Hain-Gründau, Hessen 2024

Dienstag, 13. August:
Gelnhausen

Der Ort Geln­hau­sen steht auf unse­rer Agenda eigent­lich eher als Ein­kaufs-Zwi­schen­halt, weil Google dort eine geballte Menge an Super­märk­ten, Bäckern, Dro­ge­rie­märk­ten u. a. mel­det. Bei ein­ge­hen­der Lite­ra­tur stel­len wir fest, dass es dort auch noch eine schöne alte Innen­stadt sowie eine Kai­ser­pfalz aus Bar­ba­ros­sas Zei­ten geben soll.

Das alles gibt es tat­säch­lich, und vor allem gibt es: Hang­lage. Unge­fähr so wie Gerol­stein, nur alles an einer Hang­seite, zumin­dest was die Alt­stadt betrifft. Die lässt sich, wenn man die 50 Grad im Schat­ten und die 3 Liter Was­ser­ver­lust pro Stunde durch die Poren igno­riert, wirk­lich gut durch­lau­fen. Man fin­det zum Bei­spiel eine Kir­che, die erst eine Kir­che war, spä­ter zur Tabak­fa­brik wurde – und dann wie­der zur Kir­che. Man fin­det auch das Geburts­haus von Grim­mels­hau­sen – spielt der „Sim­pli­cis­si­mus“ heute im Deutsch­un­ter­richt noch eine Rolle?
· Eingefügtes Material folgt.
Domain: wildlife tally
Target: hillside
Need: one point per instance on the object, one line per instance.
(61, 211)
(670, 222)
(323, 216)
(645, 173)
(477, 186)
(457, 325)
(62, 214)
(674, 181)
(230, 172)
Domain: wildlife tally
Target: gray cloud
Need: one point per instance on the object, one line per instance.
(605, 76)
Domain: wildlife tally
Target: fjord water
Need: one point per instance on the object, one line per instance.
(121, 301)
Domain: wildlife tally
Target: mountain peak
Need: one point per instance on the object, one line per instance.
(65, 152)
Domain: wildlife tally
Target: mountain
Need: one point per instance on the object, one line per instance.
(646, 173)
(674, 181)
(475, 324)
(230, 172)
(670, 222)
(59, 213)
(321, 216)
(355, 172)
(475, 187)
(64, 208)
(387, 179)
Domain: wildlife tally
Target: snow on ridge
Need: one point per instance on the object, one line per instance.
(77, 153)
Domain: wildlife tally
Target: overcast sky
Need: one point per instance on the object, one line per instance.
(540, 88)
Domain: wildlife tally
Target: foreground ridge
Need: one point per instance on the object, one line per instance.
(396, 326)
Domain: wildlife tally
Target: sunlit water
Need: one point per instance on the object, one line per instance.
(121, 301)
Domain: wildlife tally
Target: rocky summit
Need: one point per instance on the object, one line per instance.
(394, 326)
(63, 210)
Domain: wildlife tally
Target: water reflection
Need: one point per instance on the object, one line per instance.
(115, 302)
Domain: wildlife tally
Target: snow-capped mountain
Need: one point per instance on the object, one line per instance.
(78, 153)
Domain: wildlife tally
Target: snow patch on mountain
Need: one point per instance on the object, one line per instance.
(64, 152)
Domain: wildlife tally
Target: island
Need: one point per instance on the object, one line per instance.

Wenn‘s nicht so heiß gewe­sen wäre, hätte ich die Stadt mehr­mals durch­lau­fen kön­nen, so sehr war ich von ihr ange­tan. War aber viel­leicht auch gut so, dass wir das nicht getan haben, denn sonst wären wir der Fach­werk­häu­ser viel­leicht über­drüs­sig geworden.

Irgend­wann fängt es an, gewit­te­rig zu grol­len, und die Kai­ser­pfalz sollte zum Schluss zügig besucht wer­den. Wir wer­den um 15 Uhr mit einem „Oh, kommt also doch noch jemand!“ von der Dame an der Kasse begrüßt. Auf die Frage, ob wir heute etwa die ers­ten Besu­cher wären, ist die Ant­wort „Nein, gegen 10 Uhr waren schon vier Leute da“ …

Der Bau der Kai­ser­pfalz und deren Geschichte waren nicht unbe­dingt ein Ruh­mes­blatt. Es gab schon wäh­rend der ers­ten Zeit einen Bau­stopp. Danach nin­gelte jemand, dass man ihm die Aus­sicht in den Innen­hof mit klei­nen Gebäu­den zuge­baut hätte. Wegen des schlech­ten Bau­zu­stands wohn­ten hohe Leute irgend­wann gar nicht mehr in der Pfalz, son­dern in der direkt dane­ben lie­gen­den Stadt Geln­hau­sen – die Pfalz war damals ein eigen­stän­di­ger Ort –, noch spä­ter ver­schanz­ten sich dort Geäch­tete, bei der Rück­erobe­run­gen wurde die Pfalz demo­liert. Irgend­wann wurde sie wegen Nicht­nut­zung verpfändet.

Heute sind noch die umge­bende Mauer, der Ein­gangs­turm und eine Trenn­wand im Innen­be­reich zu sehen, der Rest der Bau­werke ist nicht mehr vor­han­den. Trotz­dem ist die Kai­ser­pfalz Geln­hau­sen die am bes­ten erhal­tene Pfalz der Stau­fer in Deutsch­land. Und geschicht­lich auch sehr bedeut­sam: Hier wurde in 1180 ein bedeu­ten­der Reichs­tag durch Kai­ser Fried­rich I. Bar­ba­rossa abge­hal­ten, bei dem auch im Rah­men des Pro­zes­ses gegen Hein­rich den Löwen jenem die Besitz­tü­mer aberkannt und neu ver­teilt wur­den. Tja, so ist das, wenn man sei­nem Cou­sin die Unter­stüt­zung gegen die auf­stän­di­schen ober­ita­lie­ni­schen Städte ver­wei­gert und auch noch ein­ge­schnappt ist, weil einem zusätz­li­che Pri­vi­le­gien (u. a. die Sil­ber­stadt Gos­lar) nicht zuge­stan­den wer­den! Wer Details wis­sen möchte und sich zudem noch für die deut­sche Geschichte des 12 Jahr­hun­derts inter­es­siert, dem emp­fehle ich die „Schwert und Krone“-Romanreihe von Sabine Ebert. Man kann natür­lich auch ein Geschichts­buch lesen oder Wiki­pe­dia befra­gen. Die Romane sind aber unterhaltsamer.

Es don­nert zwar wei­ter, aber es gewit­tert doch nicht. Des­halb: Ter­rasse, Kuchen und Bücher!